Je ne sais pas si tant mieux ou tant pis, mais le fait de ne pas connaître le pitch fait que je me prends le spectacle de plein fouet. Me voilà donc dans une clinique gynécologique. Dans ce genre de lieu, on parle de tout, mais on sait qu'on va passer par les violences gynécologiques. Ah, on est dans cet univers-là, très bien. On a quelques idées préconçues sur ce genre d'univers, d'autant plus dans la fiction. Je me serais probablement "attendue à quelque chose" si j'avais su au préalable ce que je venais voir. Mais n'essayez pas de deviner. De toute façon, le spectacle vous emmènera ailleurs.

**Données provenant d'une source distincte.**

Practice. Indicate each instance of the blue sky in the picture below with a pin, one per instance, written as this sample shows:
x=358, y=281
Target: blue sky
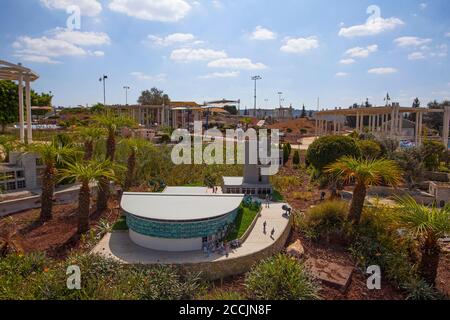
x=205, y=49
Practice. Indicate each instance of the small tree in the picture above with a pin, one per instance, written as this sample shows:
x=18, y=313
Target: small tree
x=89, y=136
x=433, y=153
x=364, y=173
x=87, y=173
x=135, y=147
x=153, y=97
x=112, y=123
x=51, y=154
x=426, y=225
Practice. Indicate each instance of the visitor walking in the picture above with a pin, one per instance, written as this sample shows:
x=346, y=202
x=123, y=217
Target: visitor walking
x=267, y=201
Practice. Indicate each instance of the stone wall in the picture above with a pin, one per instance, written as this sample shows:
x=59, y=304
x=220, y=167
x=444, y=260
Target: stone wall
x=437, y=176
x=230, y=267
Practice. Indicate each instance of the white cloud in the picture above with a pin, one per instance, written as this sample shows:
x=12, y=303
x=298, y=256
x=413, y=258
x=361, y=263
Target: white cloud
x=81, y=38
x=360, y=52
x=218, y=4
x=347, y=61
x=46, y=47
x=371, y=27
x=145, y=77
x=88, y=8
x=190, y=54
x=152, y=10
x=382, y=71
x=300, y=45
x=416, y=56
x=36, y=58
x=226, y=74
x=59, y=43
x=411, y=41
x=262, y=33
x=172, y=39
x=98, y=53
x=236, y=63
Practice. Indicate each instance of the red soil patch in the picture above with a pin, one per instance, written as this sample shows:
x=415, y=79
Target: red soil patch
x=58, y=236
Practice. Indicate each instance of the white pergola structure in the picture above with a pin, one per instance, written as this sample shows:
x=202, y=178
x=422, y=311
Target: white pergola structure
x=384, y=121
x=17, y=72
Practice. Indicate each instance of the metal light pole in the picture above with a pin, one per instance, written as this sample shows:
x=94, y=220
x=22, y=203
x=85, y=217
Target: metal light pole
x=126, y=94
x=103, y=79
x=256, y=78
x=280, y=95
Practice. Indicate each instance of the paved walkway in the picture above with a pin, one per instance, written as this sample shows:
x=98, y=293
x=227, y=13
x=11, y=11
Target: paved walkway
x=118, y=245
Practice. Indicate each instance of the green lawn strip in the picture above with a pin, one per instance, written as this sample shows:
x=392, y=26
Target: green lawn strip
x=243, y=221
x=121, y=224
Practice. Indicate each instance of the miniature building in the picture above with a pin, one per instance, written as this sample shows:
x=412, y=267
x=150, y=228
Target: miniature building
x=176, y=115
x=441, y=193
x=21, y=173
x=179, y=219
x=253, y=182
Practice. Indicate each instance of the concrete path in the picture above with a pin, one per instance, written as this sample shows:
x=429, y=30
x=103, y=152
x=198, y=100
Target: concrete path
x=118, y=245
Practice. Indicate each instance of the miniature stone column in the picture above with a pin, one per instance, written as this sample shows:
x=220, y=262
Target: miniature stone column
x=21, y=110
x=28, y=103
x=445, y=131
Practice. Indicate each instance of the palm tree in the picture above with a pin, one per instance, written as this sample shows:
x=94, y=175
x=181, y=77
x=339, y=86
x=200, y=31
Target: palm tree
x=112, y=123
x=86, y=173
x=89, y=136
x=51, y=154
x=427, y=225
x=135, y=147
x=364, y=173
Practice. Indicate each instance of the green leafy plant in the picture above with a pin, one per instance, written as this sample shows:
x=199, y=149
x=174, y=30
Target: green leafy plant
x=281, y=278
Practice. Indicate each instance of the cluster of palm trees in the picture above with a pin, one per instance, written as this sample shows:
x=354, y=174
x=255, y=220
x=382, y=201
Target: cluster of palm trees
x=425, y=224
x=66, y=161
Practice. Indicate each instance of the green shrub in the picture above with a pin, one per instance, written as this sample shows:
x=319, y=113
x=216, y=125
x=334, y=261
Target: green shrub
x=419, y=289
x=326, y=219
x=296, y=159
x=369, y=149
x=281, y=278
x=223, y=295
x=34, y=277
x=376, y=241
x=327, y=150
x=433, y=153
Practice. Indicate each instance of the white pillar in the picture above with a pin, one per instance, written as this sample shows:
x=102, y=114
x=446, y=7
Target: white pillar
x=28, y=103
x=400, y=126
x=445, y=131
x=21, y=112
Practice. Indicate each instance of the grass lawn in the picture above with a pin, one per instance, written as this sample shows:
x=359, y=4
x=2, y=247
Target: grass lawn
x=121, y=224
x=243, y=221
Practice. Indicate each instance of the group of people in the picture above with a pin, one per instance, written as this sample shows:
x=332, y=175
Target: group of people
x=221, y=247
x=272, y=233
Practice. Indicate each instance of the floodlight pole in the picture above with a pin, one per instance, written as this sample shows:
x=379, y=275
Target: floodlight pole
x=126, y=94
x=256, y=78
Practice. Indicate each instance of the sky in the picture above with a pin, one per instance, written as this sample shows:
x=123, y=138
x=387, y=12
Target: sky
x=342, y=51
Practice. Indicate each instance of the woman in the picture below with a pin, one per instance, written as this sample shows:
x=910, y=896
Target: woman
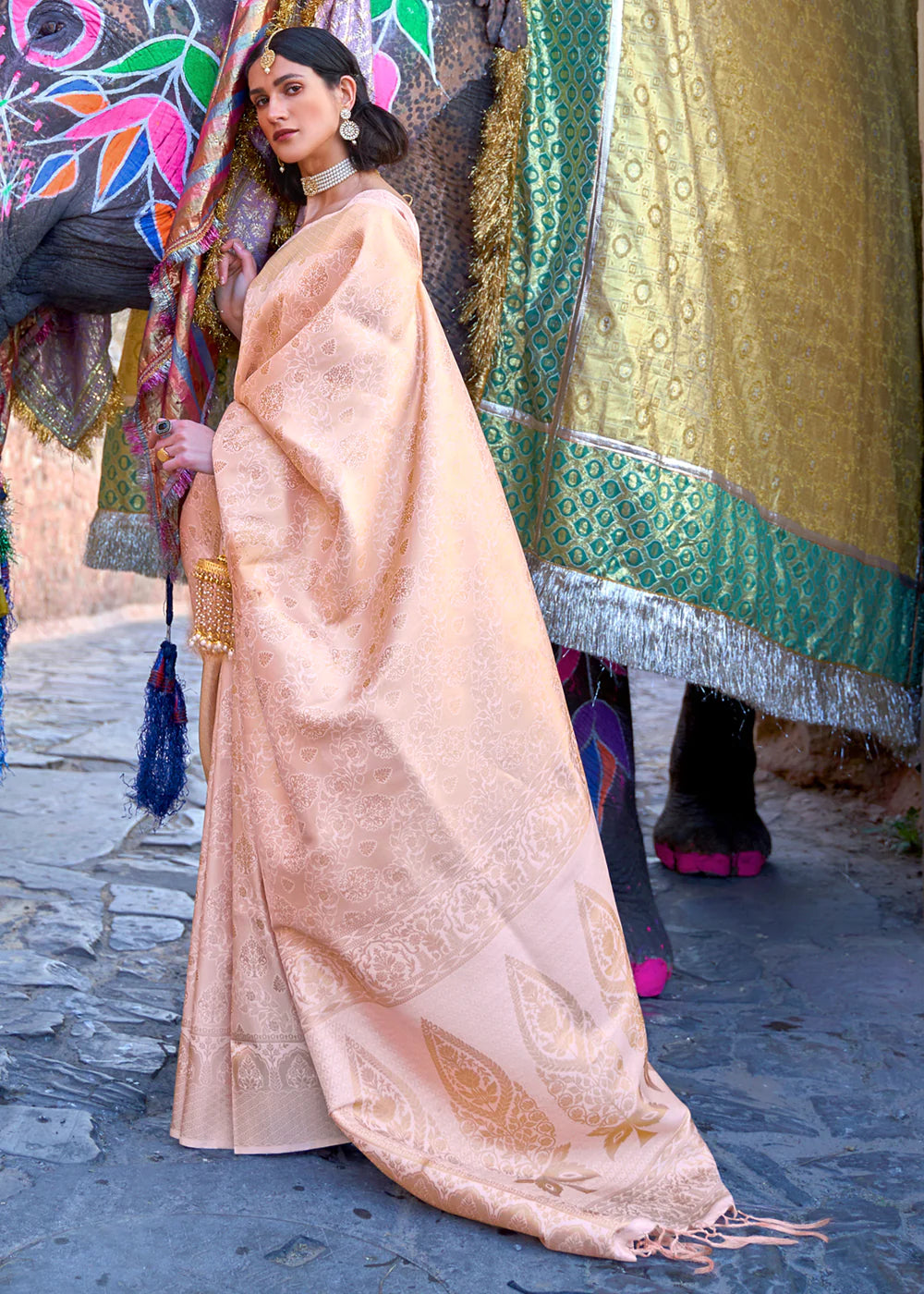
x=404, y=931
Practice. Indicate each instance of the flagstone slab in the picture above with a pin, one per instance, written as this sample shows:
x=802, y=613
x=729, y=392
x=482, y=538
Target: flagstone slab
x=23, y=967
x=48, y=1132
x=152, y=901
x=65, y=927
x=116, y=740
x=131, y=934
x=122, y=1052
x=55, y=815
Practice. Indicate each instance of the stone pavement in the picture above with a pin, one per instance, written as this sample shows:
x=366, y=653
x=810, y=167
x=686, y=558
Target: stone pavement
x=792, y=1026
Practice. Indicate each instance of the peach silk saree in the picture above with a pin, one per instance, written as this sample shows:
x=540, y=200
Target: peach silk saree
x=406, y=934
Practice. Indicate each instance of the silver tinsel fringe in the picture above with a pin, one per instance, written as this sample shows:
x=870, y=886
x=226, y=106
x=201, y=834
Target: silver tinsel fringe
x=123, y=541
x=647, y=631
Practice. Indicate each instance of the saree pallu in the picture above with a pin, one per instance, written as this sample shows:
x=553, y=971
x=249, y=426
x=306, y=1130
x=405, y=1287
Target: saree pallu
x=404, y=931
x=703, y=390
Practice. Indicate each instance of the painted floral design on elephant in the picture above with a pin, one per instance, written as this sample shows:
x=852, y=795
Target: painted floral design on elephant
x=135, y=116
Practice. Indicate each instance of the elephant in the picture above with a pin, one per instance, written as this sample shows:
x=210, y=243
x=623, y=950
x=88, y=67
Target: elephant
x=83, y=226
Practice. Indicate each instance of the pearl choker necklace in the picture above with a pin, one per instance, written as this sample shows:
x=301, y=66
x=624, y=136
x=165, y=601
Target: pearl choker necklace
x=315, y=184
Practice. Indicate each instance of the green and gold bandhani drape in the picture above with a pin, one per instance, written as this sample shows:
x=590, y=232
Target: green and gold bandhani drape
x=704, y=388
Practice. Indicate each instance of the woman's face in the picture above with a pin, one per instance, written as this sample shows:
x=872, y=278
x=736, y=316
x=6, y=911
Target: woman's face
x=298, y=112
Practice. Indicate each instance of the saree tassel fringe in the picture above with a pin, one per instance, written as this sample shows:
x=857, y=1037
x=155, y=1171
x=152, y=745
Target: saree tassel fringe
x=493, y=191
x=6, y=621
x=697, y=1246
x=159, y=785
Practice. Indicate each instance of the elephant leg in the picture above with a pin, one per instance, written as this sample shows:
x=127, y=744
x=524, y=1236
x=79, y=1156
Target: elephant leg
x=598, y=702
x=710, y=822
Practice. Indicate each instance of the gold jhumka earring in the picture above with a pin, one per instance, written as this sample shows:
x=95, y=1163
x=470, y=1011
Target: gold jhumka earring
x=349, y=131
x=268, y=55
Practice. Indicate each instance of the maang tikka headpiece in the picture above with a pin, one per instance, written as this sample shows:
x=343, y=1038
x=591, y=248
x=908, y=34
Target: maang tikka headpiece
x=268, y=55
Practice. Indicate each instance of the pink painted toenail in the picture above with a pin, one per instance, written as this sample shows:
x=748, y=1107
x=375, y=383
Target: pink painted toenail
x=706, y=864
x=651, y=976
x=749, y=862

Le spectacle se démarque de ce qu'on "pense connaître sur le sujet" en adoptant une forme inhabituelle : c'est la femme qui est brutale, et l'homme qui lui transmet son savoir. Elle est impatiente et condescendante, et voit la médecine par le prisme de la rapidité et de l'efficacité. Lui est le médecin idéal. Respectueux, délicat, à l'écoute.

C'est étonnant, et très bien fichu. Que la brutalité vienne d'une femme permet de ne pas la refouler immédiatement. Elle est désagréable mais c'est une femme. On commence évidemment par la juger, cette figure étrange qui brusque, qui parle de ses patientes en disant "les bonnes femmes". On finit par comprendre qu'elle s'est endurcie pour être "aussi bien qu'un homme". Elle a voulu prouver ses capacités en perdant un peu d'humanité au passage. En inversant les rôles genrés, le spectacle nous fait ressentir viscéralement ce que signifie intégrer les codes d'un système oppressif pour y survivre.

C'est un spectacle parfaitement équilibré. Les deux protagonistes sont attachants, on voit le lien se créer et leur relation évoluer. Très vite, on devine qu'un "mystère" viendra expliquer l'attitude de notre héroïne, et on cherche donc à la comprendre plus qu'à la juger. Et puis par certains aspects, c'est un spectacle qui flirte aussi avec le théâtre documentaire. Comme ça, disséminé au cœur de la fiction, on apprend aussi quelques trucs, comme la position anglaise d'observation gynécologique. C'est un thème rarement exposé sur scène, délicat, et qui s'en sort à merveille. Je lui tire mon chapeau.